On April 16, Morgan & Morgan announced the Alewine family had hired its attorneys to investigate the catastrophic apartment complex fire that destroyed 9 units and injured seven people.
"The fire that occurred at Windsor Green was an awful event," Bess said. "We don’t believe any resident had any part in starting the fire."
Brian Alewine thanked first responders and the teenager who caught his son from a third-story balcony during Tuesday's news conference.
"Moving forward is slow and steady," Alewine said. "My wife is doing rehab, she won’t be able to put any weight on her leg for six weeks. Right now, it’s taking it day by day."
Horry County Fire Rescue spokesperson Mark Nugent said several people jumped from balconies during the fire. Those injured did not suffer burns, but did break bones jumping from balconies, Nugent said.
The blaze started about 9:15 p.m. at 4970 Windsor Green Way in Carolina Forest. Nugent said the fire originated on the exterior wall of the second floor breezeway, near unit 201. The cause of the fire is still under investigation, and there is no evidence indicating the fire is suspicious, Nugent said.
Sixteen buildings in Windsor Green do not have a fire sprinkler system, including the building that burned. The buildings weren't required to have sprinklers when built in the late '90s. Starting in 2000, the International Fire Code that Horry County uses required apartment buildings with more than two stories tall and more than 16 units had to have sprinklers.
Lawyers also spoke about the upstairs units only having one exit — the front door.
Complexes in Windsor Green that have six or more units do not have back stair exits for upstairs units. About 23 four-unit buildings have stairs off the back of the upstairs units.
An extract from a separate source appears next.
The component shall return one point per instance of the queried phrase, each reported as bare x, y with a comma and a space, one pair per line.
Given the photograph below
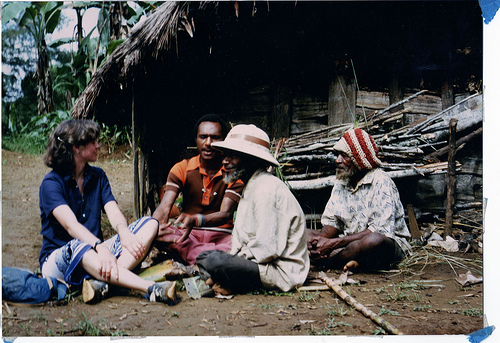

Sarah Gambill, a Windsor Green resident who lives several buildings from where the fire occurred, said the fire "scared her family to death." Gambill and her husband live on a third-floor apartment with five children.
"Now we've been planning," she said, adding they went and bought a hook ladder after the latest fire. "It's something you don't think about until something bad happens."
Gambill said she was shocked when she realized the building she and her family live in does not have sprinklers.
"We had never had that conversation before," she said.
The fire was the second to hit Windsor Green in the last five years. A fire in 2013 destroyed 26 buildings. It took crews nearly four hours to get the blazes under control.